Geçtiğimiz haftanın en önemli gelişmesi Merkez Bankası Para Politikası Kurulunun Çarşamba günü takvim dışı toplanarak, gecelik faizleri 1.75 puan artırması oldu. Merkez Bankasının bu kararı piyasalar tarafından olumlu karşılansa da, yurtdışı piyasalardaki hareketliliğin sürmesi Türkiyede finansal piyasalardaki dalgalanmaların devam etmesine neden oluyor...
2 Haziran Cuma akşamı açıklanan mayıs ayı enflasyon verileri -zaten yüksek olan- piyasa beklentilerinin de üzerinde çıktı. Doğal olarak, yıllık enflasyon hedefinin %5 olduğu bir yılda tek bir ayda %1.9 oranında fiyat artışı açıklanması piyasaları çok kötü etkiledi. Bu verilerin ardından, son aylarda yükselmiş olan enflasyon bekleyişleri daha da arttı. Bunun sonucunda, piyasalar geçtiğimiz haftaya oldukça olumsuz bir havada başladı. 2 Haziran Cuma günü %16.7 seviyesinde bulunan ikinci el tahvil faizleri 5 Haziran Pazartesi günü %18.9a kadar yükselirken, dolar kuru da 1.60 seviyesinin üzerine çıktı. Merkez Bankası Başkanının Para Politikası Kurulunu 7 Haziran Çarşamba günü takvim dışı toplantıya çağırmış olması pazartesi günü piyasalar üzerinde pek etkili olmadı. Hatırlanacağı gibi, Merkez Bankası Para Politikası Kurulu her ayın son haftasında toplanarak gecelik faizleri belirliyor. Bu toplantıların tarihi 2005 yılının sonunda belirlenmişti. Bundan önceki en son toplantı 25 Mayıs tarihinde yapılmıştı, bundan sonraki toplantı da 20 Haziranda yapılacaktı. Dolayısıyla, Kurulun son gelişmeleri değerlendirmek için takvim dışı toplantıya çağırılması piyasalar açısından sürpriz oldu ve Merkez Bankasının faizler konusunda şok kararlar alabileceği beklentisini doğurdu. Bu beklentiler salı ve çarşamba günleri faizlerin ve kurların bir miktar gerilemesine neden oldu.
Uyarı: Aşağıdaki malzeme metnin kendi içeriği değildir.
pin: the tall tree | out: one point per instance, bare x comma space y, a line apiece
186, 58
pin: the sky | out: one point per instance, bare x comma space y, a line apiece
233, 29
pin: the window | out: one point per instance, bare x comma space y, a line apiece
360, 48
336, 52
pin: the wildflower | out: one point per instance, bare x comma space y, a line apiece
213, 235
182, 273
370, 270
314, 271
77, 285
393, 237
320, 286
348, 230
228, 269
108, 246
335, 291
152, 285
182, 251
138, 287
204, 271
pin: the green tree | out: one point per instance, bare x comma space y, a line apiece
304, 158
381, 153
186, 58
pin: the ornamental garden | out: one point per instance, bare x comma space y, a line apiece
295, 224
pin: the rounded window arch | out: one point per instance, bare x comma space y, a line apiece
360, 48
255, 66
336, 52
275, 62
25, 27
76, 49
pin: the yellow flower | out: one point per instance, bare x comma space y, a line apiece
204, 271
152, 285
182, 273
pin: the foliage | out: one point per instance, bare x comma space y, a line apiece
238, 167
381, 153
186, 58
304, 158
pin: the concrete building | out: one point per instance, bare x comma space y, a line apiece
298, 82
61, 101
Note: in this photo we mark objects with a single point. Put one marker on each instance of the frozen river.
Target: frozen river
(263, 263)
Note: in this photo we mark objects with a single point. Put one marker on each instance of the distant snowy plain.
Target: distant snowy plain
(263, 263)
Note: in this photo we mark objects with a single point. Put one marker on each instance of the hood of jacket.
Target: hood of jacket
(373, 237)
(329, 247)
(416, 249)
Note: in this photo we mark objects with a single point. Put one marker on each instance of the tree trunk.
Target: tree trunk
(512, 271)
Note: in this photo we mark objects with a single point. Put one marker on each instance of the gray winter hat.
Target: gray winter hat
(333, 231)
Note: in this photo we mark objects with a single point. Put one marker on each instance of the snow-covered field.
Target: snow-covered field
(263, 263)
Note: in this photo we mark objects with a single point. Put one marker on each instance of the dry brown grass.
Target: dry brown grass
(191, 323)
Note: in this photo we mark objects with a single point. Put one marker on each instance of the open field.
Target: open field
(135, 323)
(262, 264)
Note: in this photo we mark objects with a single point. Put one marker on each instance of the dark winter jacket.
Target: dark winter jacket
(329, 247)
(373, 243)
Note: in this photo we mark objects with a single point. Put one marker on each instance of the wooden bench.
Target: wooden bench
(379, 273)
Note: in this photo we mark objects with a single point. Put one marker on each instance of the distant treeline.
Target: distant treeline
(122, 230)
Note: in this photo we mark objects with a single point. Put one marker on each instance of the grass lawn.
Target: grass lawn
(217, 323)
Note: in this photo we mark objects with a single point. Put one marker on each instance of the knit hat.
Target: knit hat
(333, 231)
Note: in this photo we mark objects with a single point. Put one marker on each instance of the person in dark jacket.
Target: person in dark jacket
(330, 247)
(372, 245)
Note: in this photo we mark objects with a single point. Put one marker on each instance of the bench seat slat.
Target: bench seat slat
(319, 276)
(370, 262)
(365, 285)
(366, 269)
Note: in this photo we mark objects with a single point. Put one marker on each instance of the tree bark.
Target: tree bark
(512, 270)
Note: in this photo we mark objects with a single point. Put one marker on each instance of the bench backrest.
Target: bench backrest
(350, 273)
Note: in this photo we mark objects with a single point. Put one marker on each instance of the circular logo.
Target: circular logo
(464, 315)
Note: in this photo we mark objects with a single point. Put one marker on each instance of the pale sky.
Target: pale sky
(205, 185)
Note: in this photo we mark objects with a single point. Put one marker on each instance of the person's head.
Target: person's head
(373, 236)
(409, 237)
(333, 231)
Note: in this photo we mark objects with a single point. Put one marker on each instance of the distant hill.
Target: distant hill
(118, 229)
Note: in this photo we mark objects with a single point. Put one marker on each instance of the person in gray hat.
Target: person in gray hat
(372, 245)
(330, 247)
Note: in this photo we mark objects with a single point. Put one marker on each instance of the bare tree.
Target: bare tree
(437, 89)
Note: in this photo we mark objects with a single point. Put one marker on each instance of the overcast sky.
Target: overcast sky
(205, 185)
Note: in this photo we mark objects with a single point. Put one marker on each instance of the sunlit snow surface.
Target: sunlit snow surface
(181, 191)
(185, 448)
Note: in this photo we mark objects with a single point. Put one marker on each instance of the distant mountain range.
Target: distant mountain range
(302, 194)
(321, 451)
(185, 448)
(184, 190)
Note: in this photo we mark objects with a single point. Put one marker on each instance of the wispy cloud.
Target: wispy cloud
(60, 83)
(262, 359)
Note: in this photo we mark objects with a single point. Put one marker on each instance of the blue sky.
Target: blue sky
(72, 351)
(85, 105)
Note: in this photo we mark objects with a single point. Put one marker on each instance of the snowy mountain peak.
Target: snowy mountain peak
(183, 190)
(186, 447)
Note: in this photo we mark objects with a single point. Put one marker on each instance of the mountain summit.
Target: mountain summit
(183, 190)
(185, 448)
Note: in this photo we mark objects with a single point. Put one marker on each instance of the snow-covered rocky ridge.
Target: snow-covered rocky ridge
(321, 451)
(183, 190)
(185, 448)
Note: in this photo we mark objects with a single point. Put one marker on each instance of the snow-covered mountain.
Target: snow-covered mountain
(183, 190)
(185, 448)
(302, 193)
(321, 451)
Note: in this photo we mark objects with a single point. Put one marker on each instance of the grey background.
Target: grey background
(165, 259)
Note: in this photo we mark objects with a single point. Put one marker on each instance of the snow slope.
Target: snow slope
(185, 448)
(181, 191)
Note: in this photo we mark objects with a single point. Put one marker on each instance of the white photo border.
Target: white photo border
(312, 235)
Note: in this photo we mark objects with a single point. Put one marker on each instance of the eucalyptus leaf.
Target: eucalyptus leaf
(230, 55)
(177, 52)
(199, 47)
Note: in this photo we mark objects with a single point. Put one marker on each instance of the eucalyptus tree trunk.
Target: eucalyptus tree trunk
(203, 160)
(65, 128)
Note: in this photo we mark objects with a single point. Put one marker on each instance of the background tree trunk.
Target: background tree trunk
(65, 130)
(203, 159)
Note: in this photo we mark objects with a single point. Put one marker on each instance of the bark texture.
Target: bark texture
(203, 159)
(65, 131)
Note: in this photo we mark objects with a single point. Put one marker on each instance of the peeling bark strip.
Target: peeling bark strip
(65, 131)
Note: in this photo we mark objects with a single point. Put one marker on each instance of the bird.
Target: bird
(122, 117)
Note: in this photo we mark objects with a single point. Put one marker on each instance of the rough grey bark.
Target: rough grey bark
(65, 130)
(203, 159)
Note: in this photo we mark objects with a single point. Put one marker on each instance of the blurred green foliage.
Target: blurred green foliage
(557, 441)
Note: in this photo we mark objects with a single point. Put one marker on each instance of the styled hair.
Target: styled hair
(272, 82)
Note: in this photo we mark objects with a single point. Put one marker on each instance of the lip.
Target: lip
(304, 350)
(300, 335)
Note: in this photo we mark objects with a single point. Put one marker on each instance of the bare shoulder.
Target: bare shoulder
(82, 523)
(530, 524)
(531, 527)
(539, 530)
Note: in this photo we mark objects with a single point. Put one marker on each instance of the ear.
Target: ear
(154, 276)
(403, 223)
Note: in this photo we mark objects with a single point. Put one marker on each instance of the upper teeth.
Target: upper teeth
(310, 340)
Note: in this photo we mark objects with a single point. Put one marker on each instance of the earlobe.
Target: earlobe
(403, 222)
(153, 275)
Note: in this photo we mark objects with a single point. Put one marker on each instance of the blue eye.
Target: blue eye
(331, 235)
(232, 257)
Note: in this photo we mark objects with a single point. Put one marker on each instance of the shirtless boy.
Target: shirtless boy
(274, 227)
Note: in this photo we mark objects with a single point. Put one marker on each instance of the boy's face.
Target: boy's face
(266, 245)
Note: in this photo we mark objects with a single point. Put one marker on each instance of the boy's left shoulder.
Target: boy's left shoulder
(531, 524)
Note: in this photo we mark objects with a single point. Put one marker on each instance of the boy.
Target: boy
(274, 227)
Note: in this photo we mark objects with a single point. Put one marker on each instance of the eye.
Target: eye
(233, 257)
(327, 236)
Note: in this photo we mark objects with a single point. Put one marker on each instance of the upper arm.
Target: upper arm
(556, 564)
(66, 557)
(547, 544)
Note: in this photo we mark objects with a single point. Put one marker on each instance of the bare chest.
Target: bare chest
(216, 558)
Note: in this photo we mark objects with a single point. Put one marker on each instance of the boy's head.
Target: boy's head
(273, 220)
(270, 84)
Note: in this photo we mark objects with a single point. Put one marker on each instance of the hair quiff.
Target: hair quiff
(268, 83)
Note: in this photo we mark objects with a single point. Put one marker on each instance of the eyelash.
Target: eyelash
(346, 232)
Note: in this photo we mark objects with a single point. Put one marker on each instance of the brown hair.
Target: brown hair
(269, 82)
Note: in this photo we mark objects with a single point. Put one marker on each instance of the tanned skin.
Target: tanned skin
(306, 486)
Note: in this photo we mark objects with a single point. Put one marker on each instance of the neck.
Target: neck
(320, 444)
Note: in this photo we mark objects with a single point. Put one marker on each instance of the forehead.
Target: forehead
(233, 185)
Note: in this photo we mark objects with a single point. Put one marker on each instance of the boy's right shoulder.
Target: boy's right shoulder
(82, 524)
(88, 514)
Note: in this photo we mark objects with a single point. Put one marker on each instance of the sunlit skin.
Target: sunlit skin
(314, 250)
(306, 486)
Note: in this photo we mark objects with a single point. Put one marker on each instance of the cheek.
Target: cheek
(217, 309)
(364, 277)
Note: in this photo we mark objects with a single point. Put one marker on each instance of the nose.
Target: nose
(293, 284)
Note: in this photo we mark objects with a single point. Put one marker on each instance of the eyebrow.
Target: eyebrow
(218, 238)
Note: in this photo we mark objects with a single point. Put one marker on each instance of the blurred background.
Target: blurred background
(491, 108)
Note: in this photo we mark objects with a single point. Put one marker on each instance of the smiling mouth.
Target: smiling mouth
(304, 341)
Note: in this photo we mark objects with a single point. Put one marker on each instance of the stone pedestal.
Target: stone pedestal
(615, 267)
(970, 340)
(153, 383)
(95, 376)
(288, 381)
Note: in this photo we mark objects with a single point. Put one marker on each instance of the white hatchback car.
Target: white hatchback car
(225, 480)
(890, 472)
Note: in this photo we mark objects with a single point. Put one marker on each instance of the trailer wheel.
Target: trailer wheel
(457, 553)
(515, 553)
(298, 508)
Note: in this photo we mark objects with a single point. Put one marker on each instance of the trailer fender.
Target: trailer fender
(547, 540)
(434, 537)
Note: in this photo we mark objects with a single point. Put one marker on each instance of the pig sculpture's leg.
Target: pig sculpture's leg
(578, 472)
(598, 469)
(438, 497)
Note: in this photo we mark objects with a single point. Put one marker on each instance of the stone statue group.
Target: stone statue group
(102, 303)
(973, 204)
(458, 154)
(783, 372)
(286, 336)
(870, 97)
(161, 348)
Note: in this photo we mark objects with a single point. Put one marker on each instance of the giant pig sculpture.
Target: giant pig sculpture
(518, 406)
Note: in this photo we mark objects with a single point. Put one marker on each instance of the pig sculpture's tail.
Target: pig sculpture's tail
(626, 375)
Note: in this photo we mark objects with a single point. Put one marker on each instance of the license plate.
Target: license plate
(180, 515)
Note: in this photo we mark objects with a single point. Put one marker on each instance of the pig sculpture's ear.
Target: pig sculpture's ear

Çarşamba günü yapılan toplantıda gecelik faizlerin 1.75 baz puan artırılarak %13.25den %15e çıkarılması piyasalar açısından sürpriz oldu. Bu karar ile açıklanan duyuruda Merkez Bankası bundan sonra faizlerin yükselme olasılığının azaldığını belirtti. Böylece, Merkez Bankası bu faiz artırımının bir kerelik bir artırım olduğunun sinyalini verdi. Merkez Bankasının baskı altında kalmadan faizleri artırdığı şeklinde yorumlanan ve Bankanın bağımsızlığı açısından olumlu algılanan faiz artırımının ardından piyasalar oldukça olumlu etkilendi; bono ve tahvil faizleri gerilerken, Türk Lirası da değer kazandı. Burada vurgulamak istediğim bir nokta Merkez Bankası tarafından belirlenen %15lik gecelik faizlerin yıllık bileşik seviyesinin %16.2 olduğu ve ikinci el bono ve tahvil piyasasındaki %18lik faiz seviyesinin halen altında olduğudur.
Perşembe günü piyasalar bir yandan faiz artırımının olumlu etkilerini yaşarken, bir yandan da yurtdışı piyasalardaki hareketlilikten olumsuz etkilendi. FED Başkanı Bernankenin ABDde ekonomik aktivite yavaşlasa da, FEDin enflasyon baskılarına karşı dikkatli olacağını söylemesi ABDde faiz artırımlarının süreceği beklentisini kuvvetlendirdi. Buna, Avrupa Merkez Bankasının faiz artırımı da eklenince tüm gelişmekte olan ülkelerin finansal piyasaları -hatta gelişmiş ülkelerin borsaları- oldukça olumsuz etkilendi. Cuma günü ise Türkiyede hem bono-tahvil, hem de döviz piyasasının nispeten daha olumlu bir hava içinde olduğu görüldü. Sonuç olarak, 2Nj Haziran Cuma günleri itibariyle, ikinci el piyasada en çok işlem gören 9 Nisan 2008 vadeli tahvilin yıllık bileşik faizi %16.72den %17.89a yükseldi. Öte yandan, dolar kuru %0.7 yükselirken, euro kuru da %0.7 geriledi. Dolayısıyla, geçtiğimiz hafta 1 dolar ve 0.77 eurodan oluşan döviz sepetinin değerinde değişiklik olmadı.